A California student was embarrassed and distressed after a picture of her wearing an Islamic head scarf, or hijab, appeared in her high school yearbook with the false name “Isis Phillips,” a Muslim advocacy group said on Sunday.
The senior at Los Osos High School in Rancho Cucamonga and her parents were “embarrassed after seeing the picture in the yearbook and have suffered a great deal of emotional and psychological distress,” according to an emailed statement by the Council on American-Islamic Relations, or CAIR.
The school’s principal has apologized for what she described as a “misprint,” and CAIR said its legal team would meet on Monday with the family and school officials, and seek an investigation of the incident, a spokesman told Reuters.
ISIS is one way to refer to Islamic State, the militant group that has seized large swathes of Iraq and Syria and claimed responsibility for bombings in Europe.
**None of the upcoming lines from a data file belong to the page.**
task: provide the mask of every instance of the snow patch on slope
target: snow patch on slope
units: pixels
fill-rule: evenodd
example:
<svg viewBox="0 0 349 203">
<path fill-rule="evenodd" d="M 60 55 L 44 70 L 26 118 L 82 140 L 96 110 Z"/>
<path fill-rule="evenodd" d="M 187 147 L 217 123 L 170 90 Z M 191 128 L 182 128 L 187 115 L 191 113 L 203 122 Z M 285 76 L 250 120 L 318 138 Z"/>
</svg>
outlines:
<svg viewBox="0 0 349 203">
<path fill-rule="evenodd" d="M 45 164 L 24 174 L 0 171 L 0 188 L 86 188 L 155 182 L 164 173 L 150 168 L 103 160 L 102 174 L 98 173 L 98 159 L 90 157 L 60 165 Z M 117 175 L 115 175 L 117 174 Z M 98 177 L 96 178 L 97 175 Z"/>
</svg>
The United Nations defines Islamic State as a terrorist group.
A student who worked on the yearbook said the printing of the wrong name was a mistake, and that a student named Isis Phillips had transferred from the school earlier in the year, according to a report in the New York Daily News.
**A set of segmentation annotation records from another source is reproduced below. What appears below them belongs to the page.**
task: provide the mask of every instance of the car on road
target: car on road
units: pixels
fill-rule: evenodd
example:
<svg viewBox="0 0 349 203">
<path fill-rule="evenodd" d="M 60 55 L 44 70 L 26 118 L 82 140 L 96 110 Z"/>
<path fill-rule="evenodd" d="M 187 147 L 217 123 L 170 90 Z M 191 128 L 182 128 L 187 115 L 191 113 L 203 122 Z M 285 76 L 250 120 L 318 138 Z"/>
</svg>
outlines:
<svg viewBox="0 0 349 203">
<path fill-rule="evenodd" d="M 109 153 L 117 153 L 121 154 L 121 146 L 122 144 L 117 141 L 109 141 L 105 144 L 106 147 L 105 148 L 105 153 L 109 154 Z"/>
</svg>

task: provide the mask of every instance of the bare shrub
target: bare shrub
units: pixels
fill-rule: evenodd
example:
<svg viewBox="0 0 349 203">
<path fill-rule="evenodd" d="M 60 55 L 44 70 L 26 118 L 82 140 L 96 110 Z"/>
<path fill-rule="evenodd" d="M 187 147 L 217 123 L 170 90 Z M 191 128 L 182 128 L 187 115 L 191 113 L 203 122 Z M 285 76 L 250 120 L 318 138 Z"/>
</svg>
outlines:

The yearbook page has been posted and shared numerous times on social media, including by the student who was pictured, whose name is Bayan Zehlif, according to the New York Daily News.
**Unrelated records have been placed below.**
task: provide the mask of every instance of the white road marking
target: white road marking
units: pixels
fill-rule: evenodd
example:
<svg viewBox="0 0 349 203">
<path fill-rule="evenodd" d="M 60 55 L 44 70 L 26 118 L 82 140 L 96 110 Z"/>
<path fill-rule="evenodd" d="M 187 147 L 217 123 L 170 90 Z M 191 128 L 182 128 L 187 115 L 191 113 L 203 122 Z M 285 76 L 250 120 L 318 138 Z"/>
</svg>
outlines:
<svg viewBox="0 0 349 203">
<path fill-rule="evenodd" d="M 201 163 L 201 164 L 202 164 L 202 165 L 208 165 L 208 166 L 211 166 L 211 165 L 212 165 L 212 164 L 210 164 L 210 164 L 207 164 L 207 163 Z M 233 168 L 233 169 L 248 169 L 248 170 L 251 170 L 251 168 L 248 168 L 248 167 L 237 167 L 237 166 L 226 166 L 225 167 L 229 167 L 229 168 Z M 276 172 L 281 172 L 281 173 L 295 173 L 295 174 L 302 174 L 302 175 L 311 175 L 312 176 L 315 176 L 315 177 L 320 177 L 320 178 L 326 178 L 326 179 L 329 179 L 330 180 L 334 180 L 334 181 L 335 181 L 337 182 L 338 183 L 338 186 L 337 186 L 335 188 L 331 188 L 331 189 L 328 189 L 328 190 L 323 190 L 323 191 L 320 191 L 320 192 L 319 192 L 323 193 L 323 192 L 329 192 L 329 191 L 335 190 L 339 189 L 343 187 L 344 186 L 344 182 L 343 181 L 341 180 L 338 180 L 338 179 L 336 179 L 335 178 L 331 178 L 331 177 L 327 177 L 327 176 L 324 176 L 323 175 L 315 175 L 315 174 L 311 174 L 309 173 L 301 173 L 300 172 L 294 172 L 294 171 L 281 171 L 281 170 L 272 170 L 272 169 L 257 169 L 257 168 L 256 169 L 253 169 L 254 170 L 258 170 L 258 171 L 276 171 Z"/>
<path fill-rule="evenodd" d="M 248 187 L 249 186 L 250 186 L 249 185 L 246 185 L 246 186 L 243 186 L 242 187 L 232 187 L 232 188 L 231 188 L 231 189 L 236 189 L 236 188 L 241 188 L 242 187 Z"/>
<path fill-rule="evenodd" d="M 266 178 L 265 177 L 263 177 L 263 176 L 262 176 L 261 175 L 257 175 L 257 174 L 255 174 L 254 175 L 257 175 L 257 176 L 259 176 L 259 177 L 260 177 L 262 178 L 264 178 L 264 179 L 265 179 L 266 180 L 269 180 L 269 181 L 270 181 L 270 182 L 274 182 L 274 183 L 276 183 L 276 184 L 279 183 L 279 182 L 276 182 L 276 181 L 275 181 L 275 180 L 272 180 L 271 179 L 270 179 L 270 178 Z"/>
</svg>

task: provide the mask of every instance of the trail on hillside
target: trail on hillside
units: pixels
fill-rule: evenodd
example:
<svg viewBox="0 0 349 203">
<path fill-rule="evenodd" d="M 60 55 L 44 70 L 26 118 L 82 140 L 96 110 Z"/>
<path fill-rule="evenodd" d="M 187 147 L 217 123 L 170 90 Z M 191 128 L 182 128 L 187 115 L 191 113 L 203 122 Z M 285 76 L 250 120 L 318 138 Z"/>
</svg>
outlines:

“I am extremely saddened, disgusted, hurt and embarrassed that the Los Osos High School yearbook was able to get away with this. Apparently I am ‘Isis’ in the yearbook. The school reached out to me and had the audacity to say that this was a typo. I beg to differ, let’s be real,” said the statement on what appears to be Zehlif’s Facebook page.
Reuters was not able to independently verify that the page belongs to the Muslim student, or whether that is her real name.
CAIR declined to provide the name of the student. Officials at the high school could not be reached for comment.
Susan Petrocelli, the high school’s principal, said officials were going to correct what she described as a “misprint.” At least 200 yearbooks have been distributed, CAIR said.